Where did cosplay originate and who started it?

Cosplay grew out of fan costuming at science fiction conventions. Forrest J Ackerman and Myrtle R. Douglas wore the first convention costumes at the 1st World Science Fiction Convention in New York City in 1939, dressed in outfits Douglas designed called "futuristicostumes."

Who coined the term cosplay and when?

The term was coined by someone at Studio Hard in an article published in a Japanese magazine in June 1983. The word was created deliberately to avoid the old-fashioned connotations of the existing Japanese translation of "masquerade."

What is the World Cosplay Summit and where is it held?

The World Cosplay Summit is the most well-known international cosplay competition, selecting cosplayers from 40 countries to compete in the final round in Nagoya, Japan. It was first held on the 12th of October 2003 at the Rose Court Hotel in Nagoya, and the championship competition began in 2005.

What is the largest cosplay event in the world?

The largest single event featuring cosplay is Comic Market, also known as Comiket, a semiannual doujinshi market held in Japan during summer and winter. Hundreds of thousands of manga and anime fans attend, with thousands of cosplayers gathering on the roof of the exhibition center.

What does Cosplay Is Not Consent mean and how did it start?

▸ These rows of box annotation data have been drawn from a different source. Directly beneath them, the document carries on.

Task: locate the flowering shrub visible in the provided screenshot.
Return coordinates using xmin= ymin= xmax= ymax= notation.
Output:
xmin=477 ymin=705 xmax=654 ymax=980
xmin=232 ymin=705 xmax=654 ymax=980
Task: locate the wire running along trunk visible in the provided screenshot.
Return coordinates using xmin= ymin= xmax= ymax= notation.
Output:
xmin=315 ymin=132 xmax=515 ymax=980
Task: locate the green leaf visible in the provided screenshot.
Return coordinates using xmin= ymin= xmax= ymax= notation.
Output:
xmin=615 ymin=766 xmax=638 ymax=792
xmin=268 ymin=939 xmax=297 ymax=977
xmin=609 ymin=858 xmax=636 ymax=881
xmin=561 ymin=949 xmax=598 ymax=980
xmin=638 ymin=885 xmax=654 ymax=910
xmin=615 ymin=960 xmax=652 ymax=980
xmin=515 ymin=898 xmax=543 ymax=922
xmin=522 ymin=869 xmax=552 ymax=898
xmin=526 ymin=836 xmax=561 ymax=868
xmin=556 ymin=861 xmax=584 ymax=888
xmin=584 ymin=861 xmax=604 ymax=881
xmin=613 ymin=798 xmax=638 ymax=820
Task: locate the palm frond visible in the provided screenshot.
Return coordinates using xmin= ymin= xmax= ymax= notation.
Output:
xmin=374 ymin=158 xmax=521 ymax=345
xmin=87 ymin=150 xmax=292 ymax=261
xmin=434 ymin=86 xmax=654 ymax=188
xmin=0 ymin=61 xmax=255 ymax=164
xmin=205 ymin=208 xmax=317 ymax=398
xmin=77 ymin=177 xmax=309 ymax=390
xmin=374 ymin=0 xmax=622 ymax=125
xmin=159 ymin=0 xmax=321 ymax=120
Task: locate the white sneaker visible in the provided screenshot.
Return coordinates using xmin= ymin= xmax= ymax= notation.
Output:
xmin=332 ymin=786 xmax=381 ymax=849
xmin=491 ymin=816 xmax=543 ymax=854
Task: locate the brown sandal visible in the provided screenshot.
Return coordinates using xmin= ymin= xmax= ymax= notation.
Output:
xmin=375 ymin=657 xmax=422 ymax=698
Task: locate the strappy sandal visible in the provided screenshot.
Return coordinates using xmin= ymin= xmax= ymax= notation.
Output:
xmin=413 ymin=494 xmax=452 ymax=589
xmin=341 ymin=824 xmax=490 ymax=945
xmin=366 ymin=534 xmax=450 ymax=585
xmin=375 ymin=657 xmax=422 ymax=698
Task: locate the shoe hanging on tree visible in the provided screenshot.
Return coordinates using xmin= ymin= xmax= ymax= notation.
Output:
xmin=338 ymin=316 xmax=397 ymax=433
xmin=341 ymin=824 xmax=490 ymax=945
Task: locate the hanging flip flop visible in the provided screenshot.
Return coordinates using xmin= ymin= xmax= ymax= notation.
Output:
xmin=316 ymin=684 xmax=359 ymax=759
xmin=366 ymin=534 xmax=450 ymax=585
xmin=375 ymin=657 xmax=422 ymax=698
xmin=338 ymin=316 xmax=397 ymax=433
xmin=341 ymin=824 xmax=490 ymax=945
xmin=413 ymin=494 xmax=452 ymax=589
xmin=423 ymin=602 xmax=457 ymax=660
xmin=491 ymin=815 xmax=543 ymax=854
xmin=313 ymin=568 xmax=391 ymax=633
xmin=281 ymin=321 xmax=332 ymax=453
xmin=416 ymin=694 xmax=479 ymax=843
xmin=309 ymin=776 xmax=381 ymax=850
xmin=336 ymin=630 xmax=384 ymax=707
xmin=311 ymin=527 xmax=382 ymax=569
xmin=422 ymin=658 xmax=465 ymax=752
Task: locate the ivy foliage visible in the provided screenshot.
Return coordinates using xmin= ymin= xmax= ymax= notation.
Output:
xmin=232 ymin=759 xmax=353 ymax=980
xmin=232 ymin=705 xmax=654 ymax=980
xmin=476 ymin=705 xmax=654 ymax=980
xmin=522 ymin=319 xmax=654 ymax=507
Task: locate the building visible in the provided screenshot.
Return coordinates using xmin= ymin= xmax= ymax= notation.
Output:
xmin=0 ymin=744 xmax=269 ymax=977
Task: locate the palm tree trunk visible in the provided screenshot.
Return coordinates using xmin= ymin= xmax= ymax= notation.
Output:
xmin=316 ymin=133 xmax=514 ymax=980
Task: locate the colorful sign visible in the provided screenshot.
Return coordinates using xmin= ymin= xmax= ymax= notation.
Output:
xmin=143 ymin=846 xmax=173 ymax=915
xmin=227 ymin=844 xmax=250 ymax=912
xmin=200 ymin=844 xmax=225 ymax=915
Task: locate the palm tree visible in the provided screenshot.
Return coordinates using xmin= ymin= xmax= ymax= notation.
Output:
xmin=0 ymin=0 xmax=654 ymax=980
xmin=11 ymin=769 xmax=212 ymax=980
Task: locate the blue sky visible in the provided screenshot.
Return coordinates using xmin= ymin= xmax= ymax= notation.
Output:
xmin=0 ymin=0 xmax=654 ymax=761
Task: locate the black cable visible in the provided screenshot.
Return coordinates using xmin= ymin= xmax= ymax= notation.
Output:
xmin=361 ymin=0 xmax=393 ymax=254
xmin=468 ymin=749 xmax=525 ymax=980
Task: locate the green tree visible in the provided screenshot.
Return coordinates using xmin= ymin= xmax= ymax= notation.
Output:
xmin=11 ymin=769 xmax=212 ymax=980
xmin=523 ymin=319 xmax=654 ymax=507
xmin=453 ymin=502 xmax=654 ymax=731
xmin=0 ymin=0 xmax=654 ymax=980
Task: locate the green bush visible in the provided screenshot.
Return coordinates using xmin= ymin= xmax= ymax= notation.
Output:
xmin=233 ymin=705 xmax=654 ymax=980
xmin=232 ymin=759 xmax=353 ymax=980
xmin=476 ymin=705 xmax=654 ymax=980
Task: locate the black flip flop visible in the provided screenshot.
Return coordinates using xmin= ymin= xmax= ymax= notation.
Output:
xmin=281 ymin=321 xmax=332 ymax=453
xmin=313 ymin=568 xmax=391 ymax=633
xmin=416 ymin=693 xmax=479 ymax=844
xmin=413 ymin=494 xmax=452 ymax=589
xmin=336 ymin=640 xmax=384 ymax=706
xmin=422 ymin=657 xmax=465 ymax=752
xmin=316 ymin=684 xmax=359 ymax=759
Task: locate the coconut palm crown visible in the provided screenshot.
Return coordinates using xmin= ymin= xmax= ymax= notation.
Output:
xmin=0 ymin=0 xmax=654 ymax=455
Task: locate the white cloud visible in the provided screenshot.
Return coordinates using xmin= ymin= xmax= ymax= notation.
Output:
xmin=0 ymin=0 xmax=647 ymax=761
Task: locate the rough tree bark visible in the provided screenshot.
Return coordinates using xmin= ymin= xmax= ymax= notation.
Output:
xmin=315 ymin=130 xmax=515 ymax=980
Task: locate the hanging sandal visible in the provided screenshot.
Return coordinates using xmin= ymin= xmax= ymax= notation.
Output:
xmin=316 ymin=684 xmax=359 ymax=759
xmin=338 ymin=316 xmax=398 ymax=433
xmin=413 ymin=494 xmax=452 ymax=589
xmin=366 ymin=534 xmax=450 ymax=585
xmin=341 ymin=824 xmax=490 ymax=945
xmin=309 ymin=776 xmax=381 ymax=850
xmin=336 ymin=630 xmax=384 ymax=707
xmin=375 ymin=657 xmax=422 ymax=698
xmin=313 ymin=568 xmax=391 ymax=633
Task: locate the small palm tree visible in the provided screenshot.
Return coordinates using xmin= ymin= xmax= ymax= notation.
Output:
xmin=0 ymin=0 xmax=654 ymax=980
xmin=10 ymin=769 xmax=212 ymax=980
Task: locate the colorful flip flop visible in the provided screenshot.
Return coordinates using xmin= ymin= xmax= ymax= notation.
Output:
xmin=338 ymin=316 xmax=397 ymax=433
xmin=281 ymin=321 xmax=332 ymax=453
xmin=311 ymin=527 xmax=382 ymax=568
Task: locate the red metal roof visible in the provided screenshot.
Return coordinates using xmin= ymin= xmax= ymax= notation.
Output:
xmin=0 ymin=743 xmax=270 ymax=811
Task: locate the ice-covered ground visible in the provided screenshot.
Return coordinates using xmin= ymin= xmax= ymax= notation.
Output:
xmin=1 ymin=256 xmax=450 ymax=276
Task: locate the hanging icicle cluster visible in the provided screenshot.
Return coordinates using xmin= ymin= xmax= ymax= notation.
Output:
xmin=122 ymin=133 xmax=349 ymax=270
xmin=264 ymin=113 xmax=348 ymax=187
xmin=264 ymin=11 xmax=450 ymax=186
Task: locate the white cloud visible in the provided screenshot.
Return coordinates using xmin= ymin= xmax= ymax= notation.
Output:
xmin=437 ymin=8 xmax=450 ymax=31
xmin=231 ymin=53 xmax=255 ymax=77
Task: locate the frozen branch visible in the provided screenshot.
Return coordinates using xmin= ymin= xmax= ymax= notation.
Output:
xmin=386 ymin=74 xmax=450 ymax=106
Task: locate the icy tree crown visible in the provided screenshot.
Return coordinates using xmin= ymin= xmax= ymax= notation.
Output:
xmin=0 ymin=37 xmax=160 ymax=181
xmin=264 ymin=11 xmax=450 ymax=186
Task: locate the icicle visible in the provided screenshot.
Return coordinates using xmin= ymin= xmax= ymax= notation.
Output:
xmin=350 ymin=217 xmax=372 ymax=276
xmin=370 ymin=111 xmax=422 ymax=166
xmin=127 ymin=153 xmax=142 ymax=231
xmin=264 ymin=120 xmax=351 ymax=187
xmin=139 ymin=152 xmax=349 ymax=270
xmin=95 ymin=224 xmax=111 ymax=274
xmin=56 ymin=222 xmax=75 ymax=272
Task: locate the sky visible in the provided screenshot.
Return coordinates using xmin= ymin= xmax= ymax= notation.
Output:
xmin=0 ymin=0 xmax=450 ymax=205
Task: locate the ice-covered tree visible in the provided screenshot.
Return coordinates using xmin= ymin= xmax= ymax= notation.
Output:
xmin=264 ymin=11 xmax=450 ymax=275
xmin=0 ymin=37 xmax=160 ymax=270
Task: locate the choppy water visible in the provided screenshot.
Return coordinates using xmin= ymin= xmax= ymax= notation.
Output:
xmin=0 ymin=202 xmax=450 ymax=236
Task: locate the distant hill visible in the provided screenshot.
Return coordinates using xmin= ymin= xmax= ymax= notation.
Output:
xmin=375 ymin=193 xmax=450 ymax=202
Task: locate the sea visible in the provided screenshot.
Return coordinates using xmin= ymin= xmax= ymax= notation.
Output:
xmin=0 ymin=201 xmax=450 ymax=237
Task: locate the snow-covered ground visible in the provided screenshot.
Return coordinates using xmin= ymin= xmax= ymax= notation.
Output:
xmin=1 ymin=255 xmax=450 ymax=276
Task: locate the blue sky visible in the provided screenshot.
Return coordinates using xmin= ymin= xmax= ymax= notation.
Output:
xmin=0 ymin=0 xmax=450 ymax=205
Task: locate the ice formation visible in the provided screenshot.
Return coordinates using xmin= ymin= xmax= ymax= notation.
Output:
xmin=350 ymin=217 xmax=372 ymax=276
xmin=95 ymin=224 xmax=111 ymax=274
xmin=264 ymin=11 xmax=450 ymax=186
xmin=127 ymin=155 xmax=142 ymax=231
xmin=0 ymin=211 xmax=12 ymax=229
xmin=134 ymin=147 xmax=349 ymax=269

"Cosplay Is Not Consent" is a movement against sexual harassment in cosplay communities, started in 2013 by Rochelle Keyhan, Erin Filson, and Anna Kegler. Starting in 2014, New York Comic Con placed large signs at its entrances with this message and reminded attendees to ask permission before photographing cosplayers.

How much is the cosplay industry worth in Japan?

Japanese manufacturers of cosplay costumes reported a profit of 35 billion yen in 2008. Japan is also home to the two most widely read cosplay magazines, Cosmode and ASCII Media Works' Dengeki Layers, with Cosmode holding the largest market share and publishing an English-language digital edition.